Sunday, December 16, 2007

He drives me cra-zy, whoop, whoop

It’s time to make a wee confession: I drive my wife crazy with the language stuff. It’s OK around other people — I manage to suppress all comments and face-making in public (mostly). However, at home it seems to go differently.

I assume that you are somewhat the same way. After all, you’re not likely to read a language column unless you care about language more than the ordinary person does. Maybe you can relate to this.

Yesterday I happened to glance at a check that my wife had just written. She saw the glance and said, “What?” I replied that all was fine. Evidently, there was an infinitesimal catch in my voice. A teeny tone thing that gave me away.

“What’s wrong with it?”
“Nothing.”
“Hmmm, then what would you have done differently?
“Well … .”

Then I explained that when you write a check, you want to hyphenate numbers with “ty” in the first part (forty-one, twenty-four, etc.). She had written, simply, “thirty two.” After my explanation, she kindly suggested that a future column of mine might look at how an excessive degree of language awareness can, well, how to put this … it can drive a spouse CRAZY!

Let me quote British author Lynne Truss in “Eats, Shoots & Leaves” as she talks about us language sticklers: “In short, we are unattractive know-all obsessives who get things out of proportion and are in continual peril of being disowned by our exasperated families.”
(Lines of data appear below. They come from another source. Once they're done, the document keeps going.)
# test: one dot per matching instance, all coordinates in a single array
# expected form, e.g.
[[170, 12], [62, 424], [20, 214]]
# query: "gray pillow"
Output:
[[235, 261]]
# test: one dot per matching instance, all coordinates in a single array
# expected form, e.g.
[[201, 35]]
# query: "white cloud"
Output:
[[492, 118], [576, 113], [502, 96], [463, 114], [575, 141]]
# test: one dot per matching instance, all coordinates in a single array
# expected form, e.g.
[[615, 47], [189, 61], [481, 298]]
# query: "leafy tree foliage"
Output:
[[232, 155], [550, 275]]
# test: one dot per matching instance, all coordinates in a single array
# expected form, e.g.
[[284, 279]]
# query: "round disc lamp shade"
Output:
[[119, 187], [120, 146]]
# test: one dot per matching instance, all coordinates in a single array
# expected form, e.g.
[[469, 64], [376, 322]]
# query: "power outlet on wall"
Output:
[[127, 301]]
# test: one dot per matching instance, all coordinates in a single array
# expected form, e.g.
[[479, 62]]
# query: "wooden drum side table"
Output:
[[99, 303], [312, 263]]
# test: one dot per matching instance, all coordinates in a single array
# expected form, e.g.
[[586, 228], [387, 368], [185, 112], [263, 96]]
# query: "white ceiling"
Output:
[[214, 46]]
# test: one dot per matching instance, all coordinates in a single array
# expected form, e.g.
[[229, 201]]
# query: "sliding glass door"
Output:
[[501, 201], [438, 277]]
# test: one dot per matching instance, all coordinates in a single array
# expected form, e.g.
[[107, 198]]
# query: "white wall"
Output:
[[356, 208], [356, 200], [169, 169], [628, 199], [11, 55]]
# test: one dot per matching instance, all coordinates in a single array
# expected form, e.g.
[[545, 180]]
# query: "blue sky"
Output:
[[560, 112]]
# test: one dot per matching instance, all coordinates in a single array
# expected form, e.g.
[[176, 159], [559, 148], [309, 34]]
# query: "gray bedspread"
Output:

We know that our desire for correct punctuation, spelling and usage is based on the fact that language is the building block of thought, of communication. We’re not seeking precision for the sake of precision, you and I. Certainly not, nope, nuh-uh, not us. We’re seeking correctness strictly to avoid any possible misunderstandings, doncha know.

It’s all a matter of balance, isn’t it? The people who fear talking to us (remember — you’re right here with me on this), fear writing to us, simply because they assume that their language will be riddled with embarrassing errors — they and all friends and relatives who might somehow occasionally think you and I are too aware of language … all of those people are still quick as a cobra when they need help, hmmm? They’re more than willing to say, “What’s the rule for commas and quotation marks?” Or “Is it ‘different than’ or ‘different from’?”

They want to have their cake and their cookies, too. They want us to stifle our normal inclination to react slightly to language errors (you know — our barely perceptible eye-closing, head-shaking, hands-on-mouth-to-prevent-screaming gestures) in front of them, but they want us on call when they need us!

At least I’m not alone. Here’s what Reader Catherine says: “You can't know, until now of course, how much I enjoy your column and look forward to it each month. You've hit so many topics that I've seethed about for years. My grown kids (10, count ’em) tease about my being the grammar police, but I don't mind; those nuns in elementary school drummed it into my head, all right. … (Incidentally, does continual repetition really make ‘alright’ all right???)”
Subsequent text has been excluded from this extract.